We agree with AAPA and Kurt Nagle.

In the US, there is little systemic planning or funding for strategic national system transportation and economic development.  If the new Washington Administration is at all serious about economic growth on a global stage, it is imperative that the country take demonstrative steps toward creating a thoroughly modern, super-efficient freight transport infrastructure.  In large measure, this is not the case today and the programs and investments over recent years, though helpful, were but small bandages applied to an old, creaky patchwork that comprises the national cargo movement system.  Certainly, we cannot go backwards – rather, we need to be doing a heck of a lot more.  At this point though, we are not seeing the kind of vision and leadership that we need and this must evolve and evolve quickly.

This is not a seaports issue.  This is not a railroad issue. This is not a roads issue. And, this is not an airports issue.  This is a fundamental national economic development issue for the United States.  We can talk all we want about jobs and fair trade agreements, but if businesses in the US cannot with seamless efficiency deploy manufactured goods around the country and to foreign customer markets, the system won’t provide the platform and competitiveness to succeed.  Not by a longshot.  And if you’re located in middle-America, away from the country’s seaports, or located some distance from a cargo center airport it isn’t pretty.

To make the point of this invisible time-bomb, the chorus should not be echoes from the representative silos – but needs to increasingly be an organized super-structure that makes the case to lawmakers and budget-makers.  It is important for other key trade associations to make this more than a refrain on a long list of priorities.  And we need groups like the International Economic Development Council (IEDC) to pick this up and tell the story.

It is simple: the US will not compete well over the next 25 years without an underlying re-think about how economic growth and infrastructure finance is undertaken and financed.

 

 

AAPA Advocates for FY 2018 TIGER-Style Multimodal Funding
This week, AAPA urged leaders of the House and Senate Committees on Appropriations to include a “TIGER-like” program in an appropriations bill that continues the successful multimodal funding for port and maritime projects that has been in place since 2009. The Transportation Investment Generating Economic Recovery (TIGER) grant program, an AAPA priority, and its success are viewed as essential building blocks that led to a funded freight program in 2015’s FAST Act.

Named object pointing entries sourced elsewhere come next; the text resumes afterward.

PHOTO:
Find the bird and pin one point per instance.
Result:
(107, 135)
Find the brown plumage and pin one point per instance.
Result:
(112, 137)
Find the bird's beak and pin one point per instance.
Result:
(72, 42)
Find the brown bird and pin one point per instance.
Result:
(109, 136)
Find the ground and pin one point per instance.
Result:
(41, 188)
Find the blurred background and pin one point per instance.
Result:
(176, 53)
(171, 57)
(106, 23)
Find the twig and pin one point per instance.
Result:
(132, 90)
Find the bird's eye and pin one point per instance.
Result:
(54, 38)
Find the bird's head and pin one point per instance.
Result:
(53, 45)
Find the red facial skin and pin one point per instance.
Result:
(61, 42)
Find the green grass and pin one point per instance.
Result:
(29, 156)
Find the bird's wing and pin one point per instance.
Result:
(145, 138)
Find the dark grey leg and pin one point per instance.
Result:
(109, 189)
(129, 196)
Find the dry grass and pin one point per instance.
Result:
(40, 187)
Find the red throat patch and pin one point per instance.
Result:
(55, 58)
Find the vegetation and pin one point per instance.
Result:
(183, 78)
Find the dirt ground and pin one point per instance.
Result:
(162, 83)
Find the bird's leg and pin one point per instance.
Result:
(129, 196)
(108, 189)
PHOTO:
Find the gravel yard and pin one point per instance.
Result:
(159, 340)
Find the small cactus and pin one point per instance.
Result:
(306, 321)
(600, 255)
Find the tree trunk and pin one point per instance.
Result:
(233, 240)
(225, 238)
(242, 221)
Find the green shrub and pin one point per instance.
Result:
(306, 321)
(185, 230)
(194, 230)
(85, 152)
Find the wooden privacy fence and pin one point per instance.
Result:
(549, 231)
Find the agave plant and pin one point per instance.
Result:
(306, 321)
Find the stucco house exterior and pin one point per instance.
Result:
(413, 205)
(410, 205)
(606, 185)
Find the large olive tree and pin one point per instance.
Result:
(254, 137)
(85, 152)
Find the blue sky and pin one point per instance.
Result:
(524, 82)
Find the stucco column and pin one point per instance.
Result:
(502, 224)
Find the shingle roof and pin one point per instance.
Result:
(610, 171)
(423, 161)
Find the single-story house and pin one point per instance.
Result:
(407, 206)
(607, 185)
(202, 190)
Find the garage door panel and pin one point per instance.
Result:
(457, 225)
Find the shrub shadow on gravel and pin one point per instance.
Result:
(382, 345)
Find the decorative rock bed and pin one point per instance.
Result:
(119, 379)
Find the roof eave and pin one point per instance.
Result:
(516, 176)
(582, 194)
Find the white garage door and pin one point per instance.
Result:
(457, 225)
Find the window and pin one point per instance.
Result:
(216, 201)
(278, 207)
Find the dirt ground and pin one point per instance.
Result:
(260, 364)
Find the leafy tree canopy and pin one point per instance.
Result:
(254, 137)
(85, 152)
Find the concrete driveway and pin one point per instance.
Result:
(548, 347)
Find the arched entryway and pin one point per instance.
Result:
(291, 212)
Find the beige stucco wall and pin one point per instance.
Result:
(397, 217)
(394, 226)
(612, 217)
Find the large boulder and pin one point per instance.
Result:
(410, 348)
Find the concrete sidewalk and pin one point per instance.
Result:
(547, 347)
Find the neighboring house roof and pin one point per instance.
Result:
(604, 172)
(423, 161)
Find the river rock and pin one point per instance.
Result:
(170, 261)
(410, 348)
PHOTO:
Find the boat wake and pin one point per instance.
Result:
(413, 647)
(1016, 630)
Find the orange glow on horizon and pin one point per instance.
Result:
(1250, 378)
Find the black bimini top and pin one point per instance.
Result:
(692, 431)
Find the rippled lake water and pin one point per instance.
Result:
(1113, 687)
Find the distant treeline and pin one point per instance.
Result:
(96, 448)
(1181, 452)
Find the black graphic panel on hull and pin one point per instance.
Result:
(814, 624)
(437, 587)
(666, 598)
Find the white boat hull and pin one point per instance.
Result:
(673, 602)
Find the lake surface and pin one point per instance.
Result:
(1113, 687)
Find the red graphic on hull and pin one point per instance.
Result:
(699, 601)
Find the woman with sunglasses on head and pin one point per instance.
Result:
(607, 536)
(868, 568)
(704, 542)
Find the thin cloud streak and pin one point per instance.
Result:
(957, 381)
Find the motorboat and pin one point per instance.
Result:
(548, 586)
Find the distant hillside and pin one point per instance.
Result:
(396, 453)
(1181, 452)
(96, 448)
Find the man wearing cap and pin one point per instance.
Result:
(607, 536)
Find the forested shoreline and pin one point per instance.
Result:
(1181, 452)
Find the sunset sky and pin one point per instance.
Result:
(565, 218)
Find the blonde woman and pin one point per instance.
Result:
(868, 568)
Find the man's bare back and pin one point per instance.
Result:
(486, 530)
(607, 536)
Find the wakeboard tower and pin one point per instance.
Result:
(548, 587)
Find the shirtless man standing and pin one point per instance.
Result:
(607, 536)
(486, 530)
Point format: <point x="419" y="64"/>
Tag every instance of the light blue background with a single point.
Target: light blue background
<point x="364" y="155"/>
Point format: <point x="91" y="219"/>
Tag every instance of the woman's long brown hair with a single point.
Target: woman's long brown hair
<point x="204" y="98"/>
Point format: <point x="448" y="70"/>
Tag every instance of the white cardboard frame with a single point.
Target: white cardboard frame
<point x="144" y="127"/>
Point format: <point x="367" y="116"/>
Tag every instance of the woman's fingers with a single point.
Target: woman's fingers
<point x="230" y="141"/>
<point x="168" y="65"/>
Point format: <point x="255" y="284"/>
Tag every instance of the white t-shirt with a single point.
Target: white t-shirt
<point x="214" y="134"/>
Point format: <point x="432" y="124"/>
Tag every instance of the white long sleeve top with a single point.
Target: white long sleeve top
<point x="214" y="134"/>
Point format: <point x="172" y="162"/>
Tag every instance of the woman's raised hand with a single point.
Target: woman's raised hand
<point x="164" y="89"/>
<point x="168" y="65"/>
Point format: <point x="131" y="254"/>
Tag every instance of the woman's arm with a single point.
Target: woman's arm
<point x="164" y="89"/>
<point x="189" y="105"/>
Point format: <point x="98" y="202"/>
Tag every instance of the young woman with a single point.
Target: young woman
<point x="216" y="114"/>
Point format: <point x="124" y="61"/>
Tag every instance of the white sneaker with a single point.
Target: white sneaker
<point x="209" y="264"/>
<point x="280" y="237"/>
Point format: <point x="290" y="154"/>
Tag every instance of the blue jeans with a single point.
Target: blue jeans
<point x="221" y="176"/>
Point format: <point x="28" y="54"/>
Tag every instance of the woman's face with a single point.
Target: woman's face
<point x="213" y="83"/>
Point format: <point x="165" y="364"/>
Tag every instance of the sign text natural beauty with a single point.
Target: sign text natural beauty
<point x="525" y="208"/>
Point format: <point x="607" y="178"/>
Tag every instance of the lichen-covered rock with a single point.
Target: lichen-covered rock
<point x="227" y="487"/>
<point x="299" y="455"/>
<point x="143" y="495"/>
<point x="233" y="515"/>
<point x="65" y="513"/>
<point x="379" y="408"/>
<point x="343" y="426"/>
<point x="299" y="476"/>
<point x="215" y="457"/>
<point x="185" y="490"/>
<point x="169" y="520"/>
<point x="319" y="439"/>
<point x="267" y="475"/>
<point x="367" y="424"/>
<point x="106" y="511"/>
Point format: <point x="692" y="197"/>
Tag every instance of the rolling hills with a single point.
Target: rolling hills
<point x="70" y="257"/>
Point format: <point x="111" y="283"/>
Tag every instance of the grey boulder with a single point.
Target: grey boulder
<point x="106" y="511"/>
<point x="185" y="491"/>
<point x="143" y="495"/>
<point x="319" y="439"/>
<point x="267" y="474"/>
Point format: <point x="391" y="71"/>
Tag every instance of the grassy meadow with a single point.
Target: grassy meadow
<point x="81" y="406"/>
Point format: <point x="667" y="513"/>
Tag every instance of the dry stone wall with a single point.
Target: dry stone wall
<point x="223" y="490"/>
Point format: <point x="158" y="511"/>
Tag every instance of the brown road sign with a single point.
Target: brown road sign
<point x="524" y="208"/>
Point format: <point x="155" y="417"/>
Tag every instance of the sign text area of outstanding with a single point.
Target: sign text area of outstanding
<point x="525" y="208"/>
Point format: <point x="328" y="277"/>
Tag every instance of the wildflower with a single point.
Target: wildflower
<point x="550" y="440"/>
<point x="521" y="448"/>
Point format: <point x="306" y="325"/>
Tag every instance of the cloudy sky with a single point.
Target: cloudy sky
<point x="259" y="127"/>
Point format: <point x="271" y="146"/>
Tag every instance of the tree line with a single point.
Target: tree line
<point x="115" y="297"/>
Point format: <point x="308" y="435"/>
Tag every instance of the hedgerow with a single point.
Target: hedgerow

AAPA President & CEO Kurt Nagle stated in the letter, “TIGER continues to be a key multimodal funding source for freight projects that are vital to rebuilding our national infrastructure while addressing multimodal transportation funding challenges and needs. TIGER is 100 percent multimodal, which is a top priority for ports. Only a limited percentage of FAST Act freight funding ($1.13 billion of $11 billion) is multimodal, and FASTLANE grants are primarily highway focused, outside the gate projects, whereas TIGER has funded important inside the gate projects that assist ports to be “big ship ready” for the 21st century and assists in returning existing facilities to a state of good repair.”

In addition, both the House and Senate have circulated support letters requesting that the TIGER program continue in FY 2018. The bipartisan Senate letter was led by Senator Patty Murray (D-WA) and included 42 Senate signatures. The House letter included 140 signatures.

President Trump’s FY 2018 budget, which did not include many details for programs, zeroed out TIGER funding. The FY 2017 appropriations that will be deliberated later this week include TIGER funding in both the House and Senate bills. During the AAPA Spring Conference fly-in last month, port representatives met with Congressional appropriators and advocated keeping a TIGER-like program in the FY 2017 budget and beyond.